Wednesday, June 29, 2005

Good Old Diary

Dari SD gue seneng nulis jurnal dalam bentuk apapun. Dan ternyata kegiatan fisik menulis pake kertas dan pulpen lebih merangsang gue daripada pake kompie dan ngetik.
Inget dulu jamannya punya diary, tiap mau tidur gak asik rasanya kalo gak nyoret dulu di diary. Apa kek. Puisi. Prosa. Cerita. Lagu. Kadang isinya cuma: "Capek. Ngantuk. Tidur ah."

Seneng rasanya punya tempat menyendiri. Kalo udah nulis di situ, yang ada cuma gue dan temen khayalan gue. Atau gue dan ruang kosong. Atau gue dan apapun yang gue mau. Atau gue sendirian ngoceh gak ketentuan. Seperti punya rumah pohon yang tangganya bisa gue tarik ke atas supaya gak ada orang yang dateng. Seperti punya goa semak di atas sungai kecil yang terlindung dari pandangan orang. D.i.s.c.o.n.n.e.c.t.e.d from the world.

Waktu SD, gue punya diary bareng sama Tia. Isinya kebanyakan sih lagu-lagu sama puisi sok gila gitu. Di masa kuliah, temen pe-es gue si Avin, memprakarsai diary bareng, yang dia kasih nama La Divina. Yang ngisi temen-temen pe-es: Mingki, Sandy, Avin, Gue. (Diary ini gue temuin 2 bulan lalu waktu ngosongin rumah Ayah-Mama). Gue pikir mereka sih pasti udah pada gak mau baca itu buku, but anyway, gue simpen aja deh. Bukti sejarah menunjukkan, barang-barang yang menyimpan data akan berguna untuk orang lain di jaman lain di masa depan.

Di masa awal-awal teknologi blog (pyra), gue punya satu blog personal yang gak meant to be dibaca orang. Alamatnya gak pernah gue announce, gak diikutsertakan dalam list-nya blogger, temen gue si Kukuh pernah nanyain blog gue, gue gak kasih tau. Jadi bener-bener cuma gue yang baca, kayak diary konvensional gue dulu. Kayaknya kok lebih enak ya. Isinya sih sama aja. Tapi gue bebas nyebut nama orang, nama tempat, tanpa takut ada apa-apa.

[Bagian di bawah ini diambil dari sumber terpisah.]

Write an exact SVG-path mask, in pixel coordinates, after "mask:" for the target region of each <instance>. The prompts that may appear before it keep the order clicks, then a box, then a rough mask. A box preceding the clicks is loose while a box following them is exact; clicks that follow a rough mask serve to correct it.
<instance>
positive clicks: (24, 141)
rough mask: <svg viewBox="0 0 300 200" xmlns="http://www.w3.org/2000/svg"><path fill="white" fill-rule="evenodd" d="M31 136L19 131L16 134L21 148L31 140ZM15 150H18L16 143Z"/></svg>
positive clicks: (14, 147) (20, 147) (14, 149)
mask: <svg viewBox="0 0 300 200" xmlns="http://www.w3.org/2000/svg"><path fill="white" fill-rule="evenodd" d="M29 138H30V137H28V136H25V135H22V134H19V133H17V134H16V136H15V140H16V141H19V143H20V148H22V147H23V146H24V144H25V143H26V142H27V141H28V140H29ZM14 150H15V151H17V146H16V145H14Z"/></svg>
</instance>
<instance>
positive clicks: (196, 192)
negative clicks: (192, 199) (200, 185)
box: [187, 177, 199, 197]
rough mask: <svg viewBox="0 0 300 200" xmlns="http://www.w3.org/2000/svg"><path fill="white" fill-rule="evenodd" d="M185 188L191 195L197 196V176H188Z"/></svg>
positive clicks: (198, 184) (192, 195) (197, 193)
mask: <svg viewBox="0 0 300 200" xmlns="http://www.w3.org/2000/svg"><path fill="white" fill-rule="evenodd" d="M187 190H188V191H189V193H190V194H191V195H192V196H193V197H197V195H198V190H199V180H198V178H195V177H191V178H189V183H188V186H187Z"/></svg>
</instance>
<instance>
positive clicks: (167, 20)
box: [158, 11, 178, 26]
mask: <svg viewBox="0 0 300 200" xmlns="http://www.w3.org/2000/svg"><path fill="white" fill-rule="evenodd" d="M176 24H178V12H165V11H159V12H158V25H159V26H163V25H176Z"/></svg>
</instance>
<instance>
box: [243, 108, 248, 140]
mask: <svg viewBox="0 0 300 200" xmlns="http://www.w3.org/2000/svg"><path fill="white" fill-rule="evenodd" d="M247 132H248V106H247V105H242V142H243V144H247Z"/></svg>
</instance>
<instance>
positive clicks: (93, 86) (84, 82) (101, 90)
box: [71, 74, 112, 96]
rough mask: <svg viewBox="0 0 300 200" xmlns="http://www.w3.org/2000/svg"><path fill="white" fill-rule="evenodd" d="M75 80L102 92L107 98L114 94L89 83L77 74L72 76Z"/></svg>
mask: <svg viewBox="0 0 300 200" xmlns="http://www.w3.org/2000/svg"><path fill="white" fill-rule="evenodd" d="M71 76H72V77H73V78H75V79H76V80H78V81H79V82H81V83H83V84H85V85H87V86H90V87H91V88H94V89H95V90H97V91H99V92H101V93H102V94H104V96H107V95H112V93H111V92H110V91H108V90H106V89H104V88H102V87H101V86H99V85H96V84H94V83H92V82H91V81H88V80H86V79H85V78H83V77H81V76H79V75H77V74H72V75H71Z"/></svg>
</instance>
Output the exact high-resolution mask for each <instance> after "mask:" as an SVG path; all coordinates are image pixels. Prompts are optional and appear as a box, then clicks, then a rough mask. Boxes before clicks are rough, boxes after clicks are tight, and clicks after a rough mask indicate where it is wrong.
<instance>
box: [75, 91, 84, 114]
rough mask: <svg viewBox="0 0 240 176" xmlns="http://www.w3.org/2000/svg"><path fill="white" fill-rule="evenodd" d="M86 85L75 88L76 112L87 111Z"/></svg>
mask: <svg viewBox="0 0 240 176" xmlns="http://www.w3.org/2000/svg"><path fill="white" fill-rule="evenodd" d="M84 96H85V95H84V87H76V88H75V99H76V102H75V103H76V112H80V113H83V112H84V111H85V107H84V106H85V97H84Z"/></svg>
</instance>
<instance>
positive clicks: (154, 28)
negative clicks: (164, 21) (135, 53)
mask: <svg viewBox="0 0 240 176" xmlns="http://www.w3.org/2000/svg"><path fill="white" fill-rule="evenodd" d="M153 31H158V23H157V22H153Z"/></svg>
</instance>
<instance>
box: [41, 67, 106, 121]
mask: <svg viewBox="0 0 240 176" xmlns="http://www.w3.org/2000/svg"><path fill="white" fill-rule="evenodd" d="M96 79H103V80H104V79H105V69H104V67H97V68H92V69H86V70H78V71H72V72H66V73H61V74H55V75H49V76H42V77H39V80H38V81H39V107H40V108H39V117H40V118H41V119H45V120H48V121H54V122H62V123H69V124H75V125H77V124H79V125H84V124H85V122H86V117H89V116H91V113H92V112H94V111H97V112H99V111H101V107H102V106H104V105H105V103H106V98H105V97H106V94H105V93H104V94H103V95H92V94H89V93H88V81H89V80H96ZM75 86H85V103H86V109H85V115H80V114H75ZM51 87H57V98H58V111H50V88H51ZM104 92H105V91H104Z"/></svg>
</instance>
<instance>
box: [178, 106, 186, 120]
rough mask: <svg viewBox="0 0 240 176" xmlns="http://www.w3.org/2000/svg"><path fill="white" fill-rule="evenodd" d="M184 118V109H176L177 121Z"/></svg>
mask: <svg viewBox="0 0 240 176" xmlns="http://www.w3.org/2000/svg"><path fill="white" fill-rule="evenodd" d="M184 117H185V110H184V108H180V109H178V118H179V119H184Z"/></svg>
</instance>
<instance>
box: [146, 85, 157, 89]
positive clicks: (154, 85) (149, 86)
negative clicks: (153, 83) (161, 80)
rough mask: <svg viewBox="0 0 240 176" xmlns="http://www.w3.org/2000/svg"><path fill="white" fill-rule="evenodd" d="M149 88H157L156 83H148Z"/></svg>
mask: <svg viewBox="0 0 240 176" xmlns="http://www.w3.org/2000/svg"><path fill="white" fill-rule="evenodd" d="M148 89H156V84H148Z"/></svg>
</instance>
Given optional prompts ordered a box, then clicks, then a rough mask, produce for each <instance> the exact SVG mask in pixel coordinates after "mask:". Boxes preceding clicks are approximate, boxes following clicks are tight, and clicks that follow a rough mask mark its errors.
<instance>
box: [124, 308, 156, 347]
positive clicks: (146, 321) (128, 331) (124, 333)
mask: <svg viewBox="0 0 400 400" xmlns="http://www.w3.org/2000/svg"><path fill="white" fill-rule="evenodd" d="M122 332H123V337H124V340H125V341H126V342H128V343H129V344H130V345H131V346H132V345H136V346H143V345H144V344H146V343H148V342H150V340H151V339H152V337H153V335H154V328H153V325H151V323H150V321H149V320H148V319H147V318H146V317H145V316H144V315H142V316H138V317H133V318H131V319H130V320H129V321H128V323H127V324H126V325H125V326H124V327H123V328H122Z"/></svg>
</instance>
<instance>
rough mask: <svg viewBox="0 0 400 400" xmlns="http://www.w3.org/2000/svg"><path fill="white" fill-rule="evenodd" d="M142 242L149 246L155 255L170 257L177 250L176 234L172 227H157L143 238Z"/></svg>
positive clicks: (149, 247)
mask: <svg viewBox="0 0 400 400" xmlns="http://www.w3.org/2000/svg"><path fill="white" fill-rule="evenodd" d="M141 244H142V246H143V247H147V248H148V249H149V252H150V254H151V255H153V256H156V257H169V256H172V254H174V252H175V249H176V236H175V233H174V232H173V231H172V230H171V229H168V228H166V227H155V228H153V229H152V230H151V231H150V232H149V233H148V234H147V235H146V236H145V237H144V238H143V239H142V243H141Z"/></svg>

Kayaknya gue mau gitu aja deh.

Waktu gue bikin blog ini, sama juga, bukan untuk dibaca orang. Satu dua orang nanyain, gue kasih linknya. Tapi gue bikin kesalahan elementer, yaitu kebawa arus blogging. Di mana orang akhirnya sibuk dengan kegiatan bloggingnya, bukan nulisnya. Meaning, sibuk kepengen blognya dibaca, banyak feedback, banyak yang mampir, sibuk ngedandanin blog, sibuk nambahin fitur-fitur, sibuk ngumpulin foto untuk dipejeng, sibuk ikutan event blog, etc. Yaaaaaaaaaaaaah, khas orang norak punya website deh. Sampe akhirnya gue tersadarkan, kok gue bukannya asik nulisnya, tapi malah jadi budak blogging nan hina dina? Kalo gue punya diary, gue kan gak ngecek itu diary tiap hari untuk liat ada komen gak di tagboard? Karena gak ada yang baca, maka gak ada yang komen, maka gak ada komen yang kudu ditanggepin tiap hari? Diary butut gue itu kan gak perlu didandanin? Kalo liat ada yang lucu di toko, kan gak berpikir "lucu nih ditarok di diary gue", secara bakal apaan?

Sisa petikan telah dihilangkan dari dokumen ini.